Me gusta volver con la imaginación a aquellos años en los que Jesús permaneció junto a su Madre, que abarcan casi toda la vida de Nuestro Señor en este mundo. Verle pequeño, cuando María lo cuida y lo besa y lo entretiene. Verle crecer, ante los ojos enamorados de su Madre y de José, su padre en la tierra. Con cuánta ternura y con cuánta delicadeza María y el Santo Patriarca se preocuparían de Jesús durante su infancia y, en silencio, aprenderían mucho y constantemente de Él. Sus almas se irían haciendo al alma de aquel Hijo, Hombre y Dios. Por eso la Madre –y, después de Ella, José– conoce como nadie los sentimientos del Corazón de Cristo, y los dos son el camino mejor, afirmaría que el único, para llegar al Salvador.

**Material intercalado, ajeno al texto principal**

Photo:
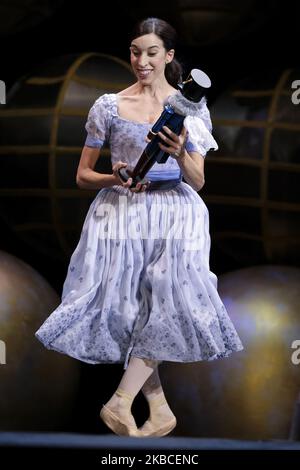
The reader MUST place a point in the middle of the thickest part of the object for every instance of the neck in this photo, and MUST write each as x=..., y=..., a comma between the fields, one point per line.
x=156, y=89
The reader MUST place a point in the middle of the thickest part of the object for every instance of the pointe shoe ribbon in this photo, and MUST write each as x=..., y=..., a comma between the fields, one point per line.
x=150, y=429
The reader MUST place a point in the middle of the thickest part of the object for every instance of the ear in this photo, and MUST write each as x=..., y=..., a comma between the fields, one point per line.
x=170, y=55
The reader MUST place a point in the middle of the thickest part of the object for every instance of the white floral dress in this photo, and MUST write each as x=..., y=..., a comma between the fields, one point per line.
x=130, y=294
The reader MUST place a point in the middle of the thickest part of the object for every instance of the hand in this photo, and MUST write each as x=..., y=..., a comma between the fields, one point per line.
x=138, y=188
x=176, y=143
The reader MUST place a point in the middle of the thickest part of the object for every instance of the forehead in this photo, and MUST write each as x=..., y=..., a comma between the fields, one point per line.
x=146, y=41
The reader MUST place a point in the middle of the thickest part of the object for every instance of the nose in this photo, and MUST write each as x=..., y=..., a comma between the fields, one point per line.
x=143, y=60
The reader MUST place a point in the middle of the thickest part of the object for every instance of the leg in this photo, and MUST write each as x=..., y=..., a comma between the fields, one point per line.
x=116, y=413
x=161, y=420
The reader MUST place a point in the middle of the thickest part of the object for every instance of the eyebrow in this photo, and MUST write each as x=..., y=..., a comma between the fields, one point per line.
x=134, y=45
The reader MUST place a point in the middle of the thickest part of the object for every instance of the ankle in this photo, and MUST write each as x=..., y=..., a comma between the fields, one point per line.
x=121, y=399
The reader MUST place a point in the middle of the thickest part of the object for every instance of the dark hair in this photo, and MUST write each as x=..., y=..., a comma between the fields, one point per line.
x=168, y=35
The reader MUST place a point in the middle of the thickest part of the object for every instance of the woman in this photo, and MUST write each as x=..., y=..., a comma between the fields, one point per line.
x=137, y=298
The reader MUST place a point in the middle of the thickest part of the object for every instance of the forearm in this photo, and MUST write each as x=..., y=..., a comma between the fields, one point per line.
x=90, y=179
x=192, y=174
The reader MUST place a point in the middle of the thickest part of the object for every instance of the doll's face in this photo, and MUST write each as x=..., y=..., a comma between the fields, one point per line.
x=148, y=57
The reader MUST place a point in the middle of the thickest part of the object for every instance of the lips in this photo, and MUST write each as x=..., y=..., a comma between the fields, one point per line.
x=144, y=73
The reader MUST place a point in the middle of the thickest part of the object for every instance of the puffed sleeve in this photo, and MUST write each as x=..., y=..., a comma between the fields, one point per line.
x=98, y=122
x=199, y=129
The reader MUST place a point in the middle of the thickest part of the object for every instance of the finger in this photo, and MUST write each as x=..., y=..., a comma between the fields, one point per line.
x=166, y=139
x=128, y=183
x=170, y=149
x=170, y=133
x=183, y=132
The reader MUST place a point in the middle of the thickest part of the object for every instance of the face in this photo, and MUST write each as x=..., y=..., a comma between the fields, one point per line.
x=148, y=58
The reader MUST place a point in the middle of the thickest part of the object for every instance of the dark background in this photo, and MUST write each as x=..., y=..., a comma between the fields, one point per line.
x=265, y=41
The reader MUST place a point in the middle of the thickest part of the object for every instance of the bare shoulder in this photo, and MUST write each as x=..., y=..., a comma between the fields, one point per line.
x=127, y=92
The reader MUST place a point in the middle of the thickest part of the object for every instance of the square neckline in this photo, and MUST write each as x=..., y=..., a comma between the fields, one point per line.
x=129, y=120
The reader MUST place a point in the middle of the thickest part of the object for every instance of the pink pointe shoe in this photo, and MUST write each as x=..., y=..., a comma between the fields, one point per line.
x=117, y=424
x=152, y=429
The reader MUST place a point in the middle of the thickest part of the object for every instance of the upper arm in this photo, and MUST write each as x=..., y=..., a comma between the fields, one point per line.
x=88, y=160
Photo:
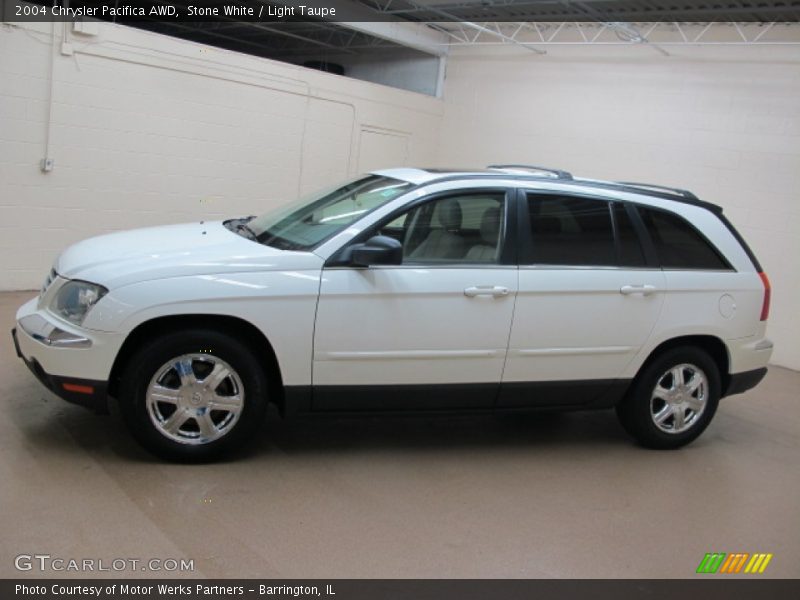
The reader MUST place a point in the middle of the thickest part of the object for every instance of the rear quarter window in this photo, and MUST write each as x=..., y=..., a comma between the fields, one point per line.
x=678, y=243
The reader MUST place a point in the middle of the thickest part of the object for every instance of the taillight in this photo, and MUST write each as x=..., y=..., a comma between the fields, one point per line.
x=767, y=296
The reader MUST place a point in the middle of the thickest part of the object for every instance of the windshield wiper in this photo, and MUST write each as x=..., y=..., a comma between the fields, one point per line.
x=244, y=227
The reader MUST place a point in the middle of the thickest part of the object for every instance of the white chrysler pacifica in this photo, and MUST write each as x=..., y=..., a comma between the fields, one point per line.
x=503, y=289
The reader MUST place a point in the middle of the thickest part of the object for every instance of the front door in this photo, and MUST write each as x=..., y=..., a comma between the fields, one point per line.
x=430, y=333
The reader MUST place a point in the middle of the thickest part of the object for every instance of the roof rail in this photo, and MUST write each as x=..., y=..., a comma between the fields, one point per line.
x=559, y=174
x=662, y=188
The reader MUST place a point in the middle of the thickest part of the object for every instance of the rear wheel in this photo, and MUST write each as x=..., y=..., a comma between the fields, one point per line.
x=673, y=400
x=193, y=395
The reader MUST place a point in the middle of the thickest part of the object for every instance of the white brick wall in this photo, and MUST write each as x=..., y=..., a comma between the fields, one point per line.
x=723, y=122
x=148, y=129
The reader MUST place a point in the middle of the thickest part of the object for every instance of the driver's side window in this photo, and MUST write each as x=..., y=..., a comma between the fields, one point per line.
x=453, y=229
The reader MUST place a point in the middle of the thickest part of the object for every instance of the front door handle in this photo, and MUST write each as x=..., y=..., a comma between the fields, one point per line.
x=486, y=290
x=644, y=290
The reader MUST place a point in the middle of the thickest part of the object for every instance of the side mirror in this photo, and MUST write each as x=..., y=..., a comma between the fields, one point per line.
x=378, y=250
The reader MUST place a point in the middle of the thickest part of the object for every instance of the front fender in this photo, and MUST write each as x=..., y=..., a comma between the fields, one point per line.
x=281, y=304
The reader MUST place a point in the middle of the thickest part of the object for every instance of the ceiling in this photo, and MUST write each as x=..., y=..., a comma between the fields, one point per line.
x=591, y=10
x=292, y=41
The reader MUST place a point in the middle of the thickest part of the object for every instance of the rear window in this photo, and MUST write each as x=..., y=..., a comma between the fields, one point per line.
x=571, y=231
x=678, y=244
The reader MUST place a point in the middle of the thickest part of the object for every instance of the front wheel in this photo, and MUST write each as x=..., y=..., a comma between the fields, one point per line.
x=192, y=395
x=673, y=400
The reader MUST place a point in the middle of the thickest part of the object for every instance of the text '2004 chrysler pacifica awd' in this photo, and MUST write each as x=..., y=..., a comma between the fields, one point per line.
x=501, y=289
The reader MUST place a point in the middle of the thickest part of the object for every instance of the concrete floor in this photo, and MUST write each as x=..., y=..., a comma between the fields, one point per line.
x=530, y=496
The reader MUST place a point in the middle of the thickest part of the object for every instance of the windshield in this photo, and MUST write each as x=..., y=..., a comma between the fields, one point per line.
x=311, y=220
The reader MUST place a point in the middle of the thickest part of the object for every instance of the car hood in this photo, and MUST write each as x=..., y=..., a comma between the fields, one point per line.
x=189, y=249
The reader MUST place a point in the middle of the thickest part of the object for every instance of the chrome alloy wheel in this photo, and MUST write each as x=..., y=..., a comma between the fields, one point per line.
x=679, y=398
x=195, y=398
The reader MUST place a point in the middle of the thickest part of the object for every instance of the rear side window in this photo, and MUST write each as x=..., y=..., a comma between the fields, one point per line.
x=628, y=246
x=571, y=231
x=678, y=244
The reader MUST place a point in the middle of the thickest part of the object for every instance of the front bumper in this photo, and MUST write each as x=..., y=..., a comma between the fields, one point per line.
x=73, y=362
x=88, y=393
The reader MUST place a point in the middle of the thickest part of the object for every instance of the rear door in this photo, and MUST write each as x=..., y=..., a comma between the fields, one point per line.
x=588, y=300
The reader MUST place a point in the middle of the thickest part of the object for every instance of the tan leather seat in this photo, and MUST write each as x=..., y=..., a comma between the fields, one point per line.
x=444, y=243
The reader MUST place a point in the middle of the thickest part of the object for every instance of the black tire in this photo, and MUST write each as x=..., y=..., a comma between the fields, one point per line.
x=206, y=349
x=641, y=408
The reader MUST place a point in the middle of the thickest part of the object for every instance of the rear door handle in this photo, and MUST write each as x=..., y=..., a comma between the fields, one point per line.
x=644, y=290
x=486, y=290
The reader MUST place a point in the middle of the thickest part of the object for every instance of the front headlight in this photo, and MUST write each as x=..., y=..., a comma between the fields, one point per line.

«Que en cada uno de vosotros, escribía San Ambrosio, esté el alma de María, para alabar al Señor; que en cada uno esté el espíritu de María, para gozarse en Dios». Y este Padre de la Iglesia añade unas consideraciones que a primera vista resultan atrevidas, pero que tienen un sentido espiritual claro para la vida del cristiano. «Según la carne, una sola es la Madre de Cristo; según la fe, Cristo es fruto de todos nosotros»12.

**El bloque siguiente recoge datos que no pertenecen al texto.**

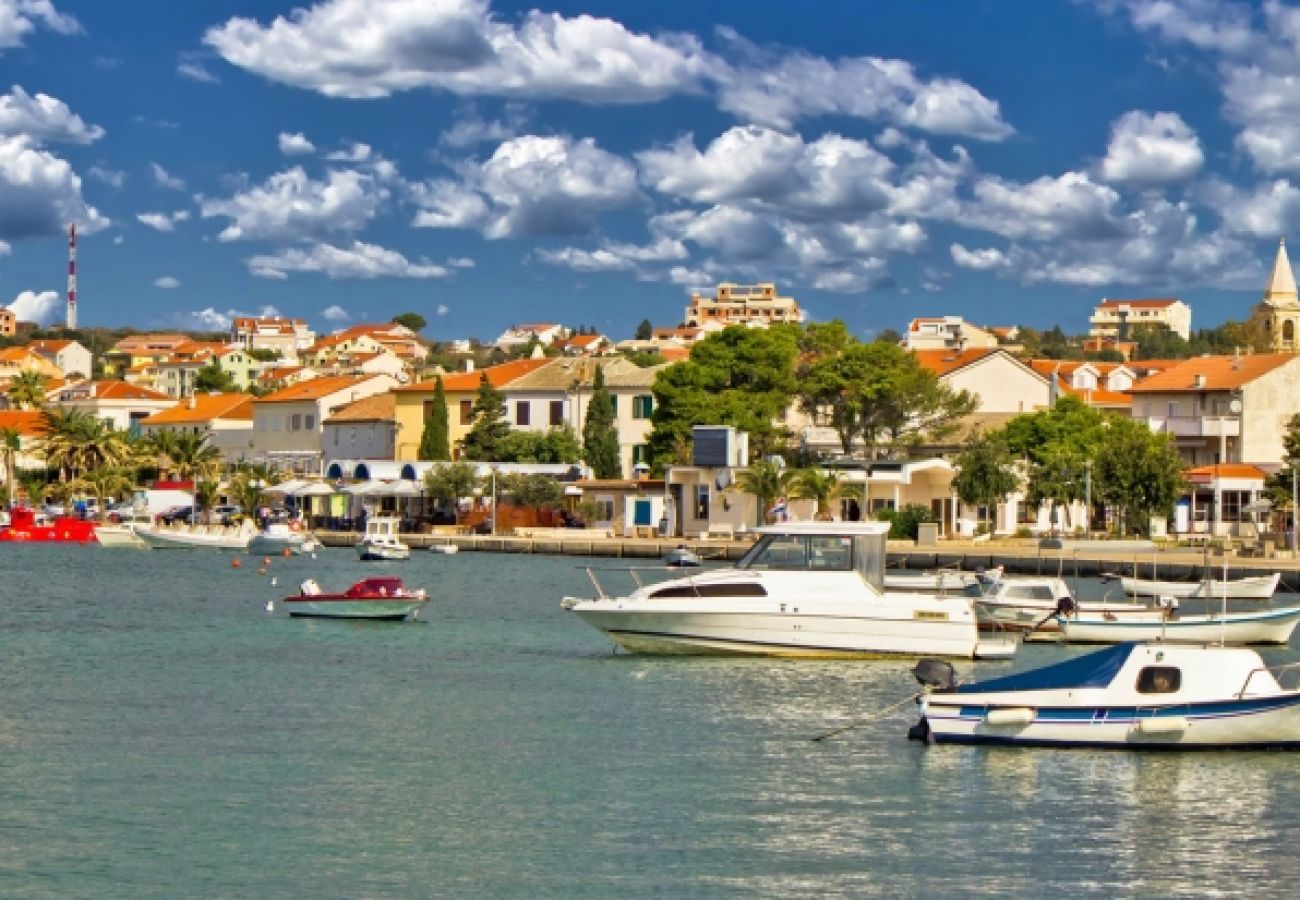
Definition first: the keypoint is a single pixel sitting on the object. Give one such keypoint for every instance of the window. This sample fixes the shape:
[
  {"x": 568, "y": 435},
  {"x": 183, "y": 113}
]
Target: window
[
  {"x": 702, "y": 502},
  {"x": 1158, "y": 679}
]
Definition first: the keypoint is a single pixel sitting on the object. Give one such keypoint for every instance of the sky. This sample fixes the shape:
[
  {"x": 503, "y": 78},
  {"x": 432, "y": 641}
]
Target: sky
[{"x": 494, "y": 163}]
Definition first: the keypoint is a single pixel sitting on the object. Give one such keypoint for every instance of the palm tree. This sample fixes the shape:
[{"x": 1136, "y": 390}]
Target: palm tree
[
  {"x": 767, "y": 479},
  {"x": 27, "y": 389},
  {"x": 818, "y": 485}
]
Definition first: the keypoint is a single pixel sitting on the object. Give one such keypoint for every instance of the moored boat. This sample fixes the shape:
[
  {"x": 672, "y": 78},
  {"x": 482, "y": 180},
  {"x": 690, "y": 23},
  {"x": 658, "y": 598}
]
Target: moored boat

Si nos identificamos con María, si imitamos sus virtudes, podremos lograr que Cristo nazca, por la gracia, en el alma de muchos que se identificarán con Él por la acción del Espíritu Santo. Si imitamos a María, de alguna manera participaremos en su maternidad espiritual. En silencio, como Nuestra Señora; sin que se note, casi sin palabras, con el testimonio íntegro y coherente de una conducta cristiana, con la generosidad de repetir sin cesar un fiat que se renueva como algo íntimo entre nosotros y Dios.

Notas
12

S. Ambrosio, Expositio Evangelii secundum Lucam, 2, 26 (PL 15, 1561).